I ended up with a query such as this:
SELECT ?page ?lat ?long (bif:st_distance(?geo, bif:st_point(15.560278, 58.394167)))
WHERE{
?m foaf:page ?page.
?m geo:geometry ?geo.
?m geo:lat ?lat.
?m geo:long ?long.
FILTER (bif:st_intersects (?geo, bif:st_point(15.560278, 58.394167), 30))
}
ORDER BY ASC 4 LIMIT 15
This example retrieves the geotagged locations within 30 km from the origin position.
You should be able to query for latitude/longitude using SPARQL and dbpedia. An example (from here):
SELECT distinct ?s ?la ?lo ?name ?country WHERE {
?s dbpedia2:latitude ?la .
?s dbpedia2:longitude ?lo .
?s dbpedia2:officialName ?name .
?s dbpedia2:country ?country .
filter (
regex(?country, 'England|Scotland|Wales|Ireland')
and regex(?name, '^[Aa]')
)
}
You can run your own queries here.
There are a couple of tools listed on Tools and applications based on coordinates from Wikipedia.

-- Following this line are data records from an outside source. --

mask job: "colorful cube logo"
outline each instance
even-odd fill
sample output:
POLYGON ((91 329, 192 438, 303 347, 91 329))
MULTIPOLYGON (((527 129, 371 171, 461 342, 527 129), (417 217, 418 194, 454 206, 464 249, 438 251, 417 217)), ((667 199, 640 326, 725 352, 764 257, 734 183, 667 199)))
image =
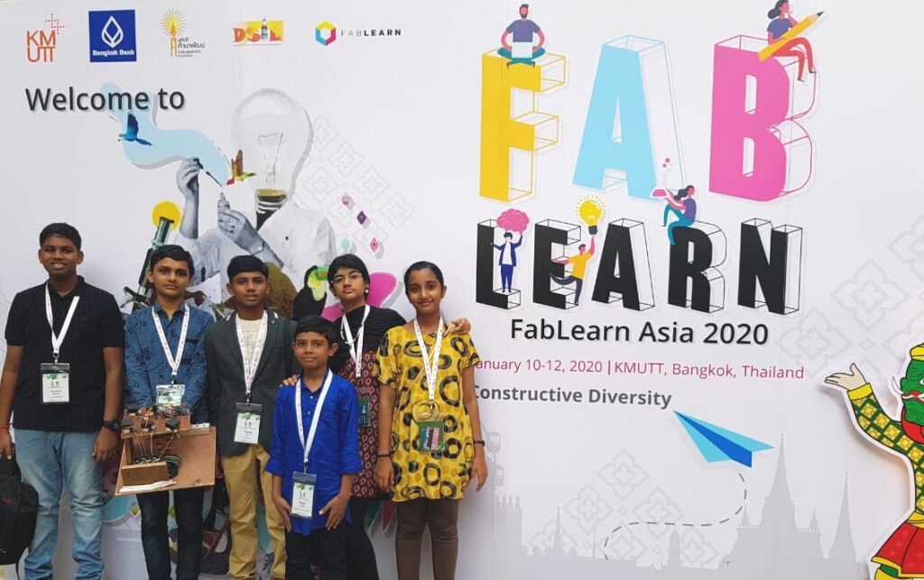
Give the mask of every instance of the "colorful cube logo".
POLYGON ((337 40, 337 27, 324 20, 314 29, 314 40, 324 46, 328 46, 331 42, 337 40))

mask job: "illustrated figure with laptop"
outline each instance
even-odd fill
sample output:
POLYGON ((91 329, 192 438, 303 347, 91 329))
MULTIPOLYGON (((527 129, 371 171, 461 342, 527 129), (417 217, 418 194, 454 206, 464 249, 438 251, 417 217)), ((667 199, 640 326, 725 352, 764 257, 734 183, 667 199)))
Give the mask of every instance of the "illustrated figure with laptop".
POLYGON ((545 44, 545 34, 538 24, 529 19, 529 4, 521 4, 519 13, 519 19, 511 22, 501 35, 501 44, 504 48, 499 49, 497 54, 510 59, 507 66, 517 63, 535 66, 534 60, 545 54, 545 49, 542 48, 545 44), (539 35, 538 44, 533 44, 533 34, 539 35), (513 35, 513 42, 507 42, 510 35, 513 35))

I'm not sure if it's what you're looking for, but the Geosearch.py tool looks pretty cool.
Not an API, but you can also download this nice set of all geo-tagged wikipedia articles and query it directly in a local database:
http://www.google.com/fusiontables/DataSource?dsrcid=423292
The free GeoNames.org FindNearbyWikipedia service can fetch geotagged articles for a give postal code or coordinates (latitude, longitude)
It provides 30,000 credits daily limit per application (identified by the parameter 'username'), the hourly limit is 2000 credits. A credit is a web service request hit for most services. An exception is thrown when the limit is exceeded.

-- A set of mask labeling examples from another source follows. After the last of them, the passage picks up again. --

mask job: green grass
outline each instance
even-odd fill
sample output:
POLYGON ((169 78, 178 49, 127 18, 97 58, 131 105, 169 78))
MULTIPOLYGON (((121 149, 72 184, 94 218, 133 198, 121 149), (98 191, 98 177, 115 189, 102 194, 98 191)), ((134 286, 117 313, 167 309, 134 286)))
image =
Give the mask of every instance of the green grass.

I'm not familiar enough with SPARQL, but if it can use power in its filter then its easy to compute the distance of a given article from a given point using Pythagoras theorem (a^2 + b^2 = c^2) and that would give you all the articles in a radius.
Another option would be to get a Wikipedia data dump and process it yourself - this is what I did when I needed to do some linguistic analysis on Wikipedia article.